Project description:Genomic studies of complex tissues pose unique analytical challenges for assessment of data quality, performance of statistical methods used for data extraction, and detection of differentially expressed genes. Ideally, to assess the accuracy of gene expression analysis methods, one needs a set of genes which are known to be differentially expressed in the samples and which can be used as a "gold standard". We introduce the idea of using sex-chromosome genes as an alternative to spiked-in control genes or simulations for assessment of microarray data and analysis methods.Expression of sex-chromosome genes were used as true internal biological controls to compare alternate probe-level data extraction algorithms (Microarray Suite 5.0 [MAS5.0], Model Based Expression Index [MBEI] and Robust Multi-array Average [RMA]), to assess microarray data quality and to establish some statistical guidelines for analyzing large-scale gene expression. These approaches were implemented on a large new dataset of human brain samples. RMA-generated gene expression values were markedly less variable and more reliable than MAS5.0 and MBEI-derived values. A statistical technique controlling the false discovery rate was applied to adjust for multiple testing, as an alternative to the Bonferroni method, and showed no evidence of false negative results.
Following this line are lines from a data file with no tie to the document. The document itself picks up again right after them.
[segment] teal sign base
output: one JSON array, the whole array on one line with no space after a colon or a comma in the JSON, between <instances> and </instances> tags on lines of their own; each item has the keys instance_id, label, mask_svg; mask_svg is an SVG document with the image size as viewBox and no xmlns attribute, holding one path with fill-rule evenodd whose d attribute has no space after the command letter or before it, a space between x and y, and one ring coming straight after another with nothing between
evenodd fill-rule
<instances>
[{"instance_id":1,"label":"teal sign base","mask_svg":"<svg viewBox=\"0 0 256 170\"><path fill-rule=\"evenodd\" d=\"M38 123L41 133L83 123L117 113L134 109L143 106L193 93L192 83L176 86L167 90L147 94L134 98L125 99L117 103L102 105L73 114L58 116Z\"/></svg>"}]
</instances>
Fourteen probesets, representing nine Y- and two X-chromosome linked genes, displayed significant sex differences in brain prefrontal cortex gene expression.In this study, we have demonstrated the use of sex genes as true biological internal controls for genomic analysis of complex tissues, and suggested analytical guidelines for testing alternate oligonucleotide microarray data extraction protocols and for adjusting multiple statistical analysis of differentially expressed genes. Our results also provided evidence for sex differences in gene expression in the brain prefrontal cortex, supporting the notion of a putative direct role of sex-chromosome genes in differentiation and maintenance of sexual dimorphism of the central nervous system. Importantly, these analytical approaches are applicable to all microarray studies that include male and female human or animal subjects.